There’s a reason for all this loyalty, besides LeBeau’s ability to teach and motivate. The Steelers love LeBeau’s blitz-heavy, come-from-all-angles defense that has played such a decisive role in the 15-1 season of three years ago and the Super Bowl championship of two seasons ago.
They also consider last season’s 8-8 record an anomaly, one in which Ben Roethlisberger’s mishaps and the uncertainty surrounding coach Bill Cowher’s status proved overly distracting. To them, their 6-2 finish was more representative of their overall strength.
While new coach Mike Tomlin also was a defensive coordinator before becoming a head coach, it already seems he is allowing LeBeau to dig deeper into his bag of tricks than Cowher did.
“We gave them some different looks, different angles and really got after them,” defensive end Aaron Smith said.
LeBeau showed more variations of the Steelers’ traditional 3-4 line than in the past, at times rotating two different three-man line combinations.

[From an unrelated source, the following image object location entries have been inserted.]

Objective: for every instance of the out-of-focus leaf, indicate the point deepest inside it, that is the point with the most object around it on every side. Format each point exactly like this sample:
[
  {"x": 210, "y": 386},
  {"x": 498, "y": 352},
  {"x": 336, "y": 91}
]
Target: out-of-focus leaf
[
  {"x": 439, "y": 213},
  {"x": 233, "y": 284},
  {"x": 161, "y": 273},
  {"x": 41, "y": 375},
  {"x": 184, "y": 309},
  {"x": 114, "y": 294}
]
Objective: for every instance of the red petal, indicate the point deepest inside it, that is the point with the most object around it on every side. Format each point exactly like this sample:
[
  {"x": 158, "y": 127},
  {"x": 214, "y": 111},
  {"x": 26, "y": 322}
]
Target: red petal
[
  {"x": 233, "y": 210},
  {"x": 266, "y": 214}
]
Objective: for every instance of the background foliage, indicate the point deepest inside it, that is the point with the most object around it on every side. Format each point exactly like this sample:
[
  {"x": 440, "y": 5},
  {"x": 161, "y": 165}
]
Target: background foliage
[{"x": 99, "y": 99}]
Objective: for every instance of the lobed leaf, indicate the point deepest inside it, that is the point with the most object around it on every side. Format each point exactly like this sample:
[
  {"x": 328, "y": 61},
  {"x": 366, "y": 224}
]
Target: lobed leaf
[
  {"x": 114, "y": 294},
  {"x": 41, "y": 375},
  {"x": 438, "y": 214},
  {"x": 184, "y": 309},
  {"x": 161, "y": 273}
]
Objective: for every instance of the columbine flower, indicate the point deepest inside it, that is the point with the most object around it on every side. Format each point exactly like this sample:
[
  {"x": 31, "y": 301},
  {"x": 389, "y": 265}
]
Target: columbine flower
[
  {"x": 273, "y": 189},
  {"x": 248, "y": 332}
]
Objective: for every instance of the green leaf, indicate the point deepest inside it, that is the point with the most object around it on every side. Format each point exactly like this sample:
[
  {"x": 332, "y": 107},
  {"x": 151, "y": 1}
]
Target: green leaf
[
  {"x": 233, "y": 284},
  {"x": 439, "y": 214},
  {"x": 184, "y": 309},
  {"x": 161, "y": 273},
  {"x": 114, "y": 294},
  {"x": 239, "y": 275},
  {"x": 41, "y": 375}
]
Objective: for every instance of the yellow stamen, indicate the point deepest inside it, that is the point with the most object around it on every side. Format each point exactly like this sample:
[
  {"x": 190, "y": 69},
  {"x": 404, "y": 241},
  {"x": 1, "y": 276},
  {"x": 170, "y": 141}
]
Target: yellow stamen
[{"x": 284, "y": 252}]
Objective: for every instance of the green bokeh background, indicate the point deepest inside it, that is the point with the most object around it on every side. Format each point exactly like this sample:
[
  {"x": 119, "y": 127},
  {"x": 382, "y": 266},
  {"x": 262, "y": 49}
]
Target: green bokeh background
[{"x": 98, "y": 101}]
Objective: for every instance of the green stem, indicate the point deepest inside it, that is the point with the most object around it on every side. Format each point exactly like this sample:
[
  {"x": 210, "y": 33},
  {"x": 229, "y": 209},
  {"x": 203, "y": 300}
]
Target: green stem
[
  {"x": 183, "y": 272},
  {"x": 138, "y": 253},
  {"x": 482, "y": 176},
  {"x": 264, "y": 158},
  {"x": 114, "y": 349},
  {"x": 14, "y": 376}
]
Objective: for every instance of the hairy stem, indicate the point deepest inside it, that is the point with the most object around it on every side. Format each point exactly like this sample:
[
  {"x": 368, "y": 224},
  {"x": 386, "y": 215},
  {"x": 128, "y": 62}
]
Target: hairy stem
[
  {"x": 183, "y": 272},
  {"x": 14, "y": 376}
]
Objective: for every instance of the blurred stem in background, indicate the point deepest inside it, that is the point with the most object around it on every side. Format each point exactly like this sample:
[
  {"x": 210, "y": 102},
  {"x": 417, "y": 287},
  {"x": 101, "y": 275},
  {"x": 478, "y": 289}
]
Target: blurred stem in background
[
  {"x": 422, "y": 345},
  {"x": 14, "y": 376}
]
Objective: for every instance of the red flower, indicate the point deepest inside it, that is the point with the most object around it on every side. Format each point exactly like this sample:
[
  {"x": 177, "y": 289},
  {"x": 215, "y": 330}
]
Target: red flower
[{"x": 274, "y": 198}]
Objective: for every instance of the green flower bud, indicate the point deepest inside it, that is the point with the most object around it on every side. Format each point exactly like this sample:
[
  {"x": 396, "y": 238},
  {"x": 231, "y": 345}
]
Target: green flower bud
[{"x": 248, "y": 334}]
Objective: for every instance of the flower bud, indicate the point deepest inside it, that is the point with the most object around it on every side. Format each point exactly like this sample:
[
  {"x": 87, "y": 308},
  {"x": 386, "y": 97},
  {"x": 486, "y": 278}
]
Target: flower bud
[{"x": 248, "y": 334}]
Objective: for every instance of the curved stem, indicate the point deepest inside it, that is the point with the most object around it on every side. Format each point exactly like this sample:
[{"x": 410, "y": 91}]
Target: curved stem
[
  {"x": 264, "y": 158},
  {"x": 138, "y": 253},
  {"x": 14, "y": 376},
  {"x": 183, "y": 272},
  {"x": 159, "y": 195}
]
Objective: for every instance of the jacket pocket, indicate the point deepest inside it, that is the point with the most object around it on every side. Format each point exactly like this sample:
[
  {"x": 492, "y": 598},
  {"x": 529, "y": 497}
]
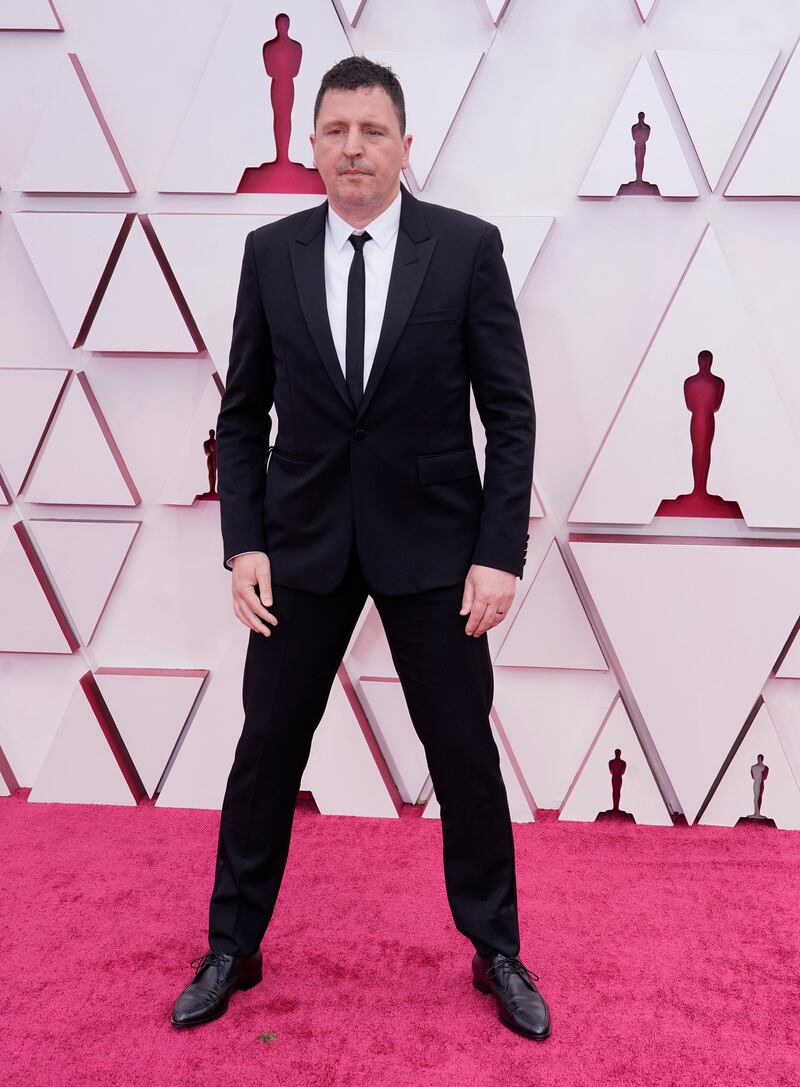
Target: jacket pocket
[
  {"x": 289, "y": 457},
  {"x": 419, "y": 319},
  {"x": 451, "y": 464}
]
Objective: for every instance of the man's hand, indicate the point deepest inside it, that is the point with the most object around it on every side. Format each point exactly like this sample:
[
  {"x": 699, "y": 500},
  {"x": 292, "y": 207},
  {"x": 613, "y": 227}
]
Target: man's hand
[
  {"x": 249, "y": 571},
  {"x": 487, "y": 597}
]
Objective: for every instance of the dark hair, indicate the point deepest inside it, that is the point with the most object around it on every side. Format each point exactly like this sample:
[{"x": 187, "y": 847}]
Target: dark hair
[{"x": 354, "y": 72}]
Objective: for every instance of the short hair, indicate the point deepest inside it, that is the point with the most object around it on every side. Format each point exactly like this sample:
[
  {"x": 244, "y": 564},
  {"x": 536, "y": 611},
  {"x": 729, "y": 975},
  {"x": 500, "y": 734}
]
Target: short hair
[{"x": 354, "y": 72}]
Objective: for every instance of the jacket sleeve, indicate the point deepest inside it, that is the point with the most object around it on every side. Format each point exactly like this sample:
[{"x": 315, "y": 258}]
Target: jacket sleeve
[
  {"x": 500, "y": 378},
  {"x": 244, "y": 423}
]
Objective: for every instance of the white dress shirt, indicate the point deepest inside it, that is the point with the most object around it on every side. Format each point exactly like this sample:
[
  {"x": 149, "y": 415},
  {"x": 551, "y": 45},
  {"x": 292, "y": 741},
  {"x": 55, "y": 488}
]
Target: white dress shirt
[{"x": 378, "y": 257}]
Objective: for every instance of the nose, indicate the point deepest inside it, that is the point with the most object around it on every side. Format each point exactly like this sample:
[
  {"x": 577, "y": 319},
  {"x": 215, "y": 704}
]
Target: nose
[{"x": 352, "y": 146}]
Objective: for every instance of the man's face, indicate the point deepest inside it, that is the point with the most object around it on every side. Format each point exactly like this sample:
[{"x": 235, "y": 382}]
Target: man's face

He also played some 4-3 with four large bodies stacking the line of scrimmage, rather than flanking his three-man line with two faster, standup linebackers. LeBeau used defensive ends Smith and Brett Keisel and nose tackles Casey Hampton and Chris Hoke in that alignment.
“We wanted to get our big guys on the edge and rush their people,” Tomlin said.
The Steelers came from so many different directions, cornerback Ike Taylor had one of their six sacks even though he rarely blitzes. At times they also used the Tomlin-preferred cover-2 defense that drops the safeties in zone coverage downfield.
“Up front, we played great,” safety Ryan Clark said. “We made them one-dimensional and made them throw the ball. We got them out of their comfort zone.”
Former Pro Bowl linebacker Joey Porter, the Steelers most visible defensive personality and the on-field leader for years, is now in Miami. The rest of the defense from that Super Bowl team is largely intact, and LeBeau seems to dream up something new, something different every season.
“We pretty much have the same philosophy and mentality,” Keisel said. “There are some changes in the coaching staff and in some of the things we do, but it’s pretty much the same team.”
A favorable schedule also might help the Steelers get off to the fast start that eluded them in their post-Super Bowl season a year ago, when they won their opener but dropped six of their next seven.
They have Buffalo and San Francisco at home the next two weeks, games they will be favored to win. After that, it’s a Sept. 30 trip to Arizona to meet up with former assistant coaches Ken Whisenhunt and Russ Grimm.
They return home to face Seattle in an Oct. 7 rematch of the February 2006 Super Bowl, then have a week off before the schedule toughens with Denver and Cincinnati on the road.
If the opener is any indicator, this Steelers team doesn’t have to worry about being effectively eliminated from the playoffs by midseason.
“It’s what I’ve been saying, the 2007 season starts with us,” Keisel said, referring to the defense. “It was a good start.”